| Agreed. I think this effort is completely missing the real pain points that ML suffers from. While python the language is easy, and in many ways great for its original purpose as a teaching language, I'll take note of the few ways that Python ML suffers: - pip hell. Really, having globally installed dependencies was great for the 90s and is terrible now that disk space is more or less a non-issue relative to dependencies. Venv/conda which do sneaky things e.g. with your shell is super dangerous (https://twitter.com/garybernhardt/status/1653171980483575808), and a misstep can trash your system especially when it has to deal with wheels with system-level dependencies (looking at you, tensorflow -- probably half of the reason why people moved to pytorch). Poetry sounds nice. It's been a while since I've checked in with the python ecosystem. Are ML people using that yet? - Subpar deployment. Let's remember that Containerization basically exists because Python does not have an ops story. - Subpar integration with web. You are forced to either create a microservice, or, spin it up within Django (nobody really does this). Then you typically have to pull in a bunch of sidecar processes (Redis, Celery, etc.) just to get queuing of your web jobs correct. - Poor concurrency. Sure, you can run your tensorflow code in an awkward 'with' statement but I think there are very few ML practicioners who could really explain to you what that with is doing.
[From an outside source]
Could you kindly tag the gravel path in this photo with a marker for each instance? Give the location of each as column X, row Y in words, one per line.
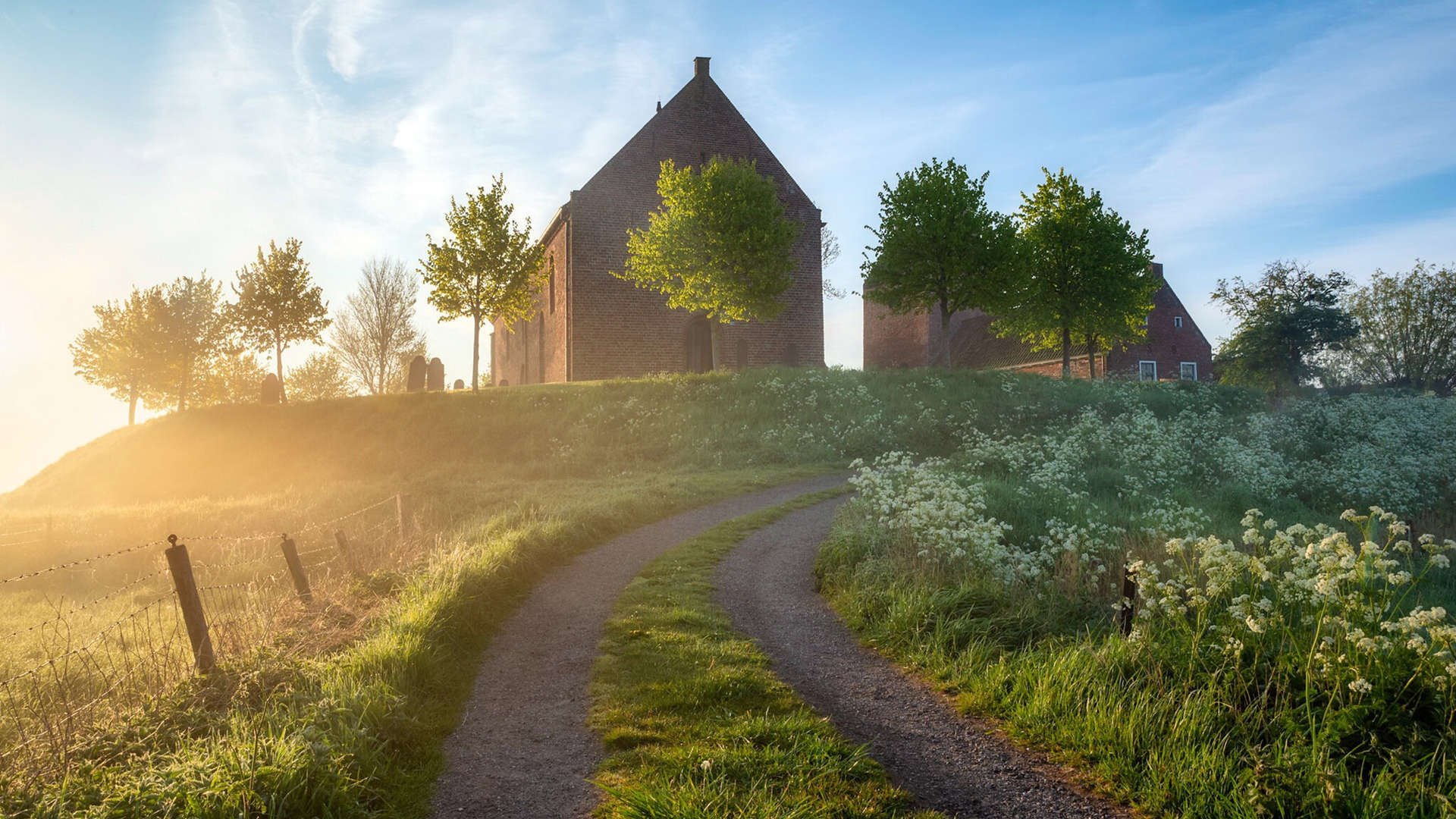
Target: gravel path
column 949, row 763
column 523, row 746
That GPU is actually fundamentally an asynchronous entity. And god help you if you want to run and debug async python. - No distribution story. Sure, the big guys are able to spin up, e.g. Horovod, but it's not really a thing for someone with less resources for a hot second on a few machines, and again, god help you if something goes wrong and you need to debug it. Does Mojo solve any of these issues? From a cursory look, it looks like no. |
So rather than writing another Python wrapper over c++ they are making a new performant language that can call Python.
To me it makes sense as torch is great and hard to compete with, but everything feeding into it is a mess today (Data loading, distribution logic).